Give the next 5 terms for each arithmetic sequence. 1. a = 6, d = 3 2. a = 58, d = -7 3. a = 5, d = -2
Answer (1)
To find the next 5 terms of an arithmetic sequence, you need to know the first term a and the common difference d . The formula to find the n -th term of an arithmetic sequence is given by:
T n = a + ( n − 1 ) d
Let's solve each of the given sequences step-by-step:
First Sequence : a = 6 , d = 3
The first term T 1 = 6
Second term T 2 = 6 + 3 = 9
Third term T 3 = 9 + 3 = 12
Fourth term T 4 = 12 + 3 = 15
Fifth term T 5 = 15 + 3 = 18
Sixth term T 6 = 18 + 3 = 21
Thus, the next five terms are: 9, 12, 15, 18, 21.
Second Sequence : a = 58 , d = − 7
The first term T 1 = 58
Second term T 2 = 58 − 7 = 51
Third term T 3 = 51 − 7 = 44
Fourth term T 4 = 44 − 7 = 37
Fifth term T 5 = 37 − 7 = 30
Sixth term T 6 = 30 − 7 = 23
Thus, the next five terms are: 51, 44, 37, 30, 23.
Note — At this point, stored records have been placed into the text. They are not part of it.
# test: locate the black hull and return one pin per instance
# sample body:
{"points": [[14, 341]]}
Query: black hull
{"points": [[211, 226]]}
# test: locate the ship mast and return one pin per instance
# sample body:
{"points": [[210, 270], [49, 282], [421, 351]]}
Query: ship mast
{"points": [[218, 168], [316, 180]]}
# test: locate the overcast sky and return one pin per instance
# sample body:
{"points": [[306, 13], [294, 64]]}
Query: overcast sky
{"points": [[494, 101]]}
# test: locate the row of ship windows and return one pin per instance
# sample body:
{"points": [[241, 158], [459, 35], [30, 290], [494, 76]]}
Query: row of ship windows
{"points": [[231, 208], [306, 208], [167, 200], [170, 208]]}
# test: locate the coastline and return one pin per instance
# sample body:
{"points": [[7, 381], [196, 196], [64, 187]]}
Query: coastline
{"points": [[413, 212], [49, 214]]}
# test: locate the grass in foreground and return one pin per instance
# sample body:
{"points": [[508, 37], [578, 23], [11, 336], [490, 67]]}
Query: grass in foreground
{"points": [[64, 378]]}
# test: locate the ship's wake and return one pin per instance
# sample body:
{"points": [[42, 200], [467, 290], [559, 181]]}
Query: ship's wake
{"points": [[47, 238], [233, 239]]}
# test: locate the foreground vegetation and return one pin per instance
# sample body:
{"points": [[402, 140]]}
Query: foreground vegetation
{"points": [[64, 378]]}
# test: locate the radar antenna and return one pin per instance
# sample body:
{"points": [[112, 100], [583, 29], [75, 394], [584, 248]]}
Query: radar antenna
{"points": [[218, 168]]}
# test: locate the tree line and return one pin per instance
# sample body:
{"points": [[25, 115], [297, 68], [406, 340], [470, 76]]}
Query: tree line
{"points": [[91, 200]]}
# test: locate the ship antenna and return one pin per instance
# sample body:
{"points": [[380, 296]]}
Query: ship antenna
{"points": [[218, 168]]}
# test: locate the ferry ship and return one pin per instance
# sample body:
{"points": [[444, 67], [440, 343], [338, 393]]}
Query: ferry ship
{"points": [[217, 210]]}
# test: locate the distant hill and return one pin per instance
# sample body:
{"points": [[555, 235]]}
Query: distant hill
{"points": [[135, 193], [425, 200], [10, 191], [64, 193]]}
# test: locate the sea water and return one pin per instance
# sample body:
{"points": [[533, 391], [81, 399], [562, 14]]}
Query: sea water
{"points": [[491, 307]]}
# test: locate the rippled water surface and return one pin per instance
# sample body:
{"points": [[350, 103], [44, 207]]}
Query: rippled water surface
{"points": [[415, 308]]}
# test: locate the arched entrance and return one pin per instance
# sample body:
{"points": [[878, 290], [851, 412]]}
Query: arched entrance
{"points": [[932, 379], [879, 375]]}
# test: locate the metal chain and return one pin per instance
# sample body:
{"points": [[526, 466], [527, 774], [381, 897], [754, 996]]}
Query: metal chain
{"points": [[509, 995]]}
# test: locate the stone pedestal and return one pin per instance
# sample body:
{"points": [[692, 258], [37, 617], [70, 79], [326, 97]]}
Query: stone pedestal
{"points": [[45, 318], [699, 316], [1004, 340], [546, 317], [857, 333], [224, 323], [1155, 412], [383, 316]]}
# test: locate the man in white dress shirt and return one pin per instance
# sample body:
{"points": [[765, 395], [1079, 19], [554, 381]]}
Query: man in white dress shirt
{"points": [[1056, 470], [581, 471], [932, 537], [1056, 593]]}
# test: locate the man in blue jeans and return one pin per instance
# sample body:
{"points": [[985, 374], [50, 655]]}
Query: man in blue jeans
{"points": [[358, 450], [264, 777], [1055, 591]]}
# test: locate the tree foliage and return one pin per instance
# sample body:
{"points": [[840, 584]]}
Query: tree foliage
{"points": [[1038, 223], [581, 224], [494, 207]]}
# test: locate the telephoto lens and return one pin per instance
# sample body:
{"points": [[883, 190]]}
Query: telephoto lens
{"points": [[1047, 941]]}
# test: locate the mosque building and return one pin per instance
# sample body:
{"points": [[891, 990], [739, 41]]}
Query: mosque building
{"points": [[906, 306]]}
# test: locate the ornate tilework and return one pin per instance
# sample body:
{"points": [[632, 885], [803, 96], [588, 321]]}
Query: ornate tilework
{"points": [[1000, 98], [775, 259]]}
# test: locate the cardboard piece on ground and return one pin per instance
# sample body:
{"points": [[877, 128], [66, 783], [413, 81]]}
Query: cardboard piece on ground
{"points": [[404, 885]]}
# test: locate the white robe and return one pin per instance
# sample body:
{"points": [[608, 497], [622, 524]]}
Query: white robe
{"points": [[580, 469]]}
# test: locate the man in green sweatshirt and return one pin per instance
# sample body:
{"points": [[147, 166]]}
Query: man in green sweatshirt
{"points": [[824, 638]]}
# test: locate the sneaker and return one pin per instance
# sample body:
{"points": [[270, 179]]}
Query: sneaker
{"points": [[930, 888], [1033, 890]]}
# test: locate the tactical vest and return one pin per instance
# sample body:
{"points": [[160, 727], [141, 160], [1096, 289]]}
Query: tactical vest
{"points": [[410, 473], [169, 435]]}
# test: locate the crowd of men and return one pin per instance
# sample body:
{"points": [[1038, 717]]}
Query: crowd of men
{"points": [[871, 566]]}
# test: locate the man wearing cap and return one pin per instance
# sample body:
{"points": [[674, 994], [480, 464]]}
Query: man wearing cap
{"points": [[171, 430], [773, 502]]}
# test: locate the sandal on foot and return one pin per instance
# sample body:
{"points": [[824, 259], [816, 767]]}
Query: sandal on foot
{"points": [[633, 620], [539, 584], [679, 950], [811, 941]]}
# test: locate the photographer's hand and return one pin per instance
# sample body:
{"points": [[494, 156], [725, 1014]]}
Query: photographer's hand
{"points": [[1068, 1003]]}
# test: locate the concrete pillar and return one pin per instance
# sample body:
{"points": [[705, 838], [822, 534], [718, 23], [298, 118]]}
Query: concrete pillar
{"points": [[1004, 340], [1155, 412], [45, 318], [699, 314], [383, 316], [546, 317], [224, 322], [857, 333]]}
Third Sequence : a = 5 , d = − 2
The first term T 1 = 5
Second term T 2 = 5 − 2 = 3
Third term T 3 = 3 − 2 = 1
Fourth term T 4 = 1 − 2 = − 1
Fifth term T 5 = − 1 − 2 = − 3
Sixth term T 6 = − 3 − 2 = − 5
Thus, the next five terms are: 3, 1, -1, -3, -5.
In each step, we added the common difference d to find the subsequent term.